The AHA always has the latest guidelines on CPR practices, which you can access here.
AEDs Can Give Bystanders the Confidence to Help
AEDs should be placed in key spots all over Tampa so bystanders can immediately grab one in an emergency. It’s been proven that AEDs boost confidence since the majority of defibrillators in public spaces are designed to provide step-by-step life-saving instructions. This means that even if you don’t have proper training, you’ll still be able to provide help.
From Fear to Confidence: Overcoming CPR Apprehension in Tampa: Conclusion
Performing CPR is not an easy task, but certainly not the hardest thing to learn. With proper education, you can overcome the most common fears of performing CPR and be an active member of society by saving victims’ lives.
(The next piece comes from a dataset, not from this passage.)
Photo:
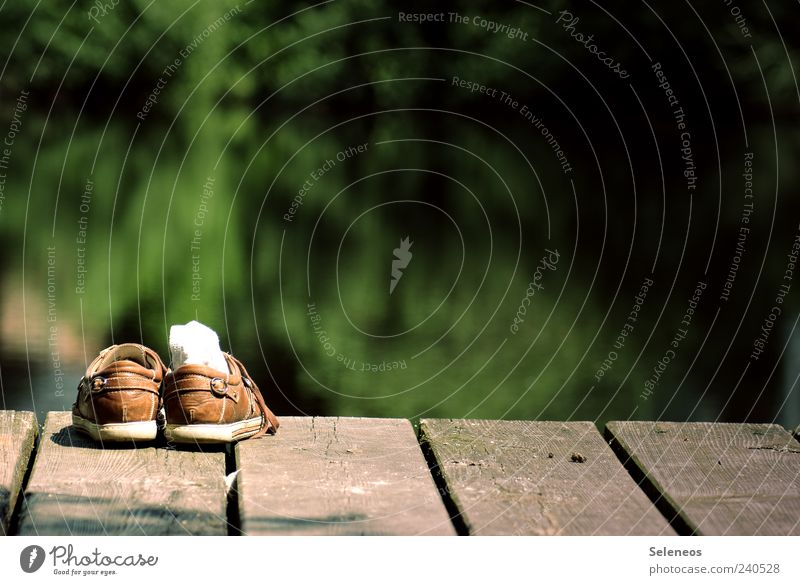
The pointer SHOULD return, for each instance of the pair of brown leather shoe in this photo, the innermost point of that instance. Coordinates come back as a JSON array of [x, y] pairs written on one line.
[[125, 387]]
CPR training is key in preparing people to respond fast in critical situations, as well as preparing them mentally to handle the crisis without stressing out and staying calm.
Thankfully, there are ways to combat your fears when it comes to giving first aid. The number-one step is to educate yourself on CPR and AED practices and how effective they are in boosting survival rates. Another thing is to get regular practice so that your confidence will replace your fear when the moment comes. Finally, stay up to date with any news regarding CPR practices in Tampa.
The journey from fear to confidence may not be easy, but it’s all part of the learning process!